Les toilettes sont les seuls lieux du bistrot où s’offre un instant d’intimité. Avec la disparition des vespasiennes, les cafés ont hérité de leur fonction : devenus, par leur simple situation urbaine, des lieux de « soulagement » pour le passant.
«La suppression du moindre édicule entraîne une véritable démoralisation de la population mâle : Le passant pressé n’a plus, pour répondre à l’appel, que dis-je, à l’injonction de la nature, qu’à se rendre dans un café où il devra payer une consommation qu’il aura, je l’espère, la sagesse de ne pas boire s’il ne veut pas être obligé d’entrer quelques instants plus tard dans un autre café pour y restituer le nouveau trop-plein, et ressusciter ainsi le mythe, mais cette fois bien réel, du tonneau des Danaïdes.» 29
Roger-Henri Guerrand

Les chiotes du Cyrano
S’il en allait ainsi dans les années soixante, aujourd’hui encore, sans réelle intention de consommer, les passants les moins audacieux franchissent sans hésitation le seuil des bistrots pour profiter de leurs installations sanitaires. Cette tolérance est devenue l’une des marques de ces lieux à caractère public, où l’anonymat règne et la circulation demeure libre.

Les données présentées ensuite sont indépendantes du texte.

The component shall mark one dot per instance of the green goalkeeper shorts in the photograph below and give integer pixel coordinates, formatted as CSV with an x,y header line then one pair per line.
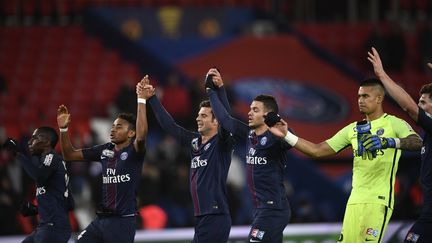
x,y
365,223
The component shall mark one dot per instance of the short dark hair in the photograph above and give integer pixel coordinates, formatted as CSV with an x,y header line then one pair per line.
x,y
130,118
426,89
372,82
269,102
50,133
206,103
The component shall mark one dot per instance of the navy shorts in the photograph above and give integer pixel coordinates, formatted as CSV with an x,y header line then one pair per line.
x,y
268,225
212,228
48,234
420,232
109,230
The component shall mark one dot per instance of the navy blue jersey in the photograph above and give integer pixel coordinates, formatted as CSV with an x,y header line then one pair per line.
x,y
121,171
49,172
266,161
266,157
425,121
209,163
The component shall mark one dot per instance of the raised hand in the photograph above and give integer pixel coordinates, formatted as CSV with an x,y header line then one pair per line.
x,y
63,117
271,118
280,129
375,59
144,89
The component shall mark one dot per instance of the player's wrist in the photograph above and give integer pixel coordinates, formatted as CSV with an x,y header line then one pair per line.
x,y
394,142
291,139
63,129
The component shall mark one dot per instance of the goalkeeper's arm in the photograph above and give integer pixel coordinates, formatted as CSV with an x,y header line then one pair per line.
x,y
411,143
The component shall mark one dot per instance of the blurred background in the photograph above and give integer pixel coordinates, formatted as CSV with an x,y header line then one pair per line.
x,y
309,54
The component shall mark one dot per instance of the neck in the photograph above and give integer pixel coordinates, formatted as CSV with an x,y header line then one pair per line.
x,y
206,137
260,130
121,146
374,115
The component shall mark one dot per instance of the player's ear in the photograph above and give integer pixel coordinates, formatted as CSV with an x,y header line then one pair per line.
x,y
131,133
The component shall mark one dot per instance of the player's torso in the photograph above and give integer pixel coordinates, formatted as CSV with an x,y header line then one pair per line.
x,y
52,195
209,166
373,179
121,171
266,160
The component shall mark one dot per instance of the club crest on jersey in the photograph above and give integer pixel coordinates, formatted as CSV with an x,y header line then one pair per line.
x,y
40,190
195,144
124,156
412,237
256,233
380,131
48,159
106,153
207,146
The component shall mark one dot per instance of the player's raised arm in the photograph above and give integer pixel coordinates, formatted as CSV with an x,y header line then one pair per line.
x,y
68,151
398,93
314,150
141,121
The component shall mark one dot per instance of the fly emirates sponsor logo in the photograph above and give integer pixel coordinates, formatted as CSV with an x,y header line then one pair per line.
x,y
255,160
197,162
111,177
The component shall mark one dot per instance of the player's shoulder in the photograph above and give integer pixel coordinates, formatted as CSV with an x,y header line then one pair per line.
x,y
51,158
393,119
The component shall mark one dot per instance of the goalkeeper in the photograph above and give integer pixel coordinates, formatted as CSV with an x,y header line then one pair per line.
x,y
376,143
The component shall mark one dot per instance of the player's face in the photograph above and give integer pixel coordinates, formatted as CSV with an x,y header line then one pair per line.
x,y
205,121
256,114
37,143
425,103
369,98
120,131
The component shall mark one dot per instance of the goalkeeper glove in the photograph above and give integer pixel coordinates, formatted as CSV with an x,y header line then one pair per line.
x,y
374,142
209,82
363,130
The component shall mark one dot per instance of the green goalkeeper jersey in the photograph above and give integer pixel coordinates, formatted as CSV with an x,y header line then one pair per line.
x,y
373,180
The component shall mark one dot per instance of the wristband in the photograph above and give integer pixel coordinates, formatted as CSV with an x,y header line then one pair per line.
x,y
291,139
397,142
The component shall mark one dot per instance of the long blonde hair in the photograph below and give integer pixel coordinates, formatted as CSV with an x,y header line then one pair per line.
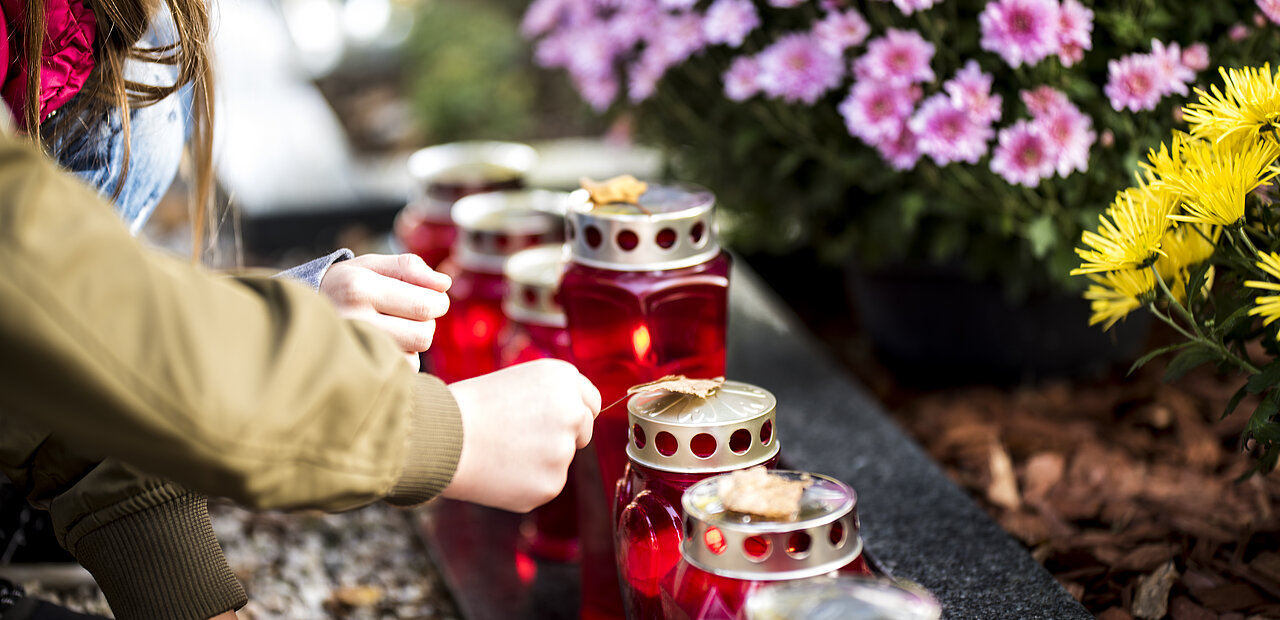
x,y
120,26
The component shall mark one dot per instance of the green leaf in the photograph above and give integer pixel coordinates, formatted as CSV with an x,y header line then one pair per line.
x,y
1234,402
1042,233
1189,359
1152,355
1267,378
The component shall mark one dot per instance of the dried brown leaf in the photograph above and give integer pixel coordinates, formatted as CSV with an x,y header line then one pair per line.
x,y
1151,601
1043,472
680,383
359,596
1115,614
1002,489
1183,609
758,492
1146,557
618,190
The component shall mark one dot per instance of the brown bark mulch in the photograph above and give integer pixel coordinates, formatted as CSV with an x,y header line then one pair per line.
x,y
1127,488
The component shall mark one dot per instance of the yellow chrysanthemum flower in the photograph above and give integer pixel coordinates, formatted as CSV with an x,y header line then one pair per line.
x,y
1129,232
1267,305
1116,293
1215,178
1249,103
1185,247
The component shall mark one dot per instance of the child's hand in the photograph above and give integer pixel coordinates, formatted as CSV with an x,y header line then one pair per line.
x,y
398,293
520,429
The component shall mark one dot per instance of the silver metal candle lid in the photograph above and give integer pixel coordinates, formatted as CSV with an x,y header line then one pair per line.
x,y
426,165
734,428
679,231
737,546
497,224
533,276
844,598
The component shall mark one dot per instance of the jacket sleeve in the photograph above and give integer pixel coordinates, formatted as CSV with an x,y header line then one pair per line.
x,y
243,387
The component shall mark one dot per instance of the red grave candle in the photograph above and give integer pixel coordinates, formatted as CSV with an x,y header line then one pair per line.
x,y
726,556
645,295
535,329
676,441
444,173
490,228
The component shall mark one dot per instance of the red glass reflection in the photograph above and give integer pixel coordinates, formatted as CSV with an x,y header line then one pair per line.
x,y
466,338
648,533
551,530
629,328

Comme le furent jadis les vespasiennes, ces isoloirs du bistrot se couvrent souvent de messages destinés aux prochains usagers : annonces érotiques accompagnées de numéros de téléphone, graffitis anarchistes, insultes… C’est ici que s’épandent généreusement les pensées inavouables, enfin livrées au grand jour. Les murs des toilettes deviennent les porte-voix d’une frustration collective, criant tout haut ce que chacun pense tout bas : une nouvelle manifestation des symptômes existentiels, ce besoin viscéral de laisser sa trace.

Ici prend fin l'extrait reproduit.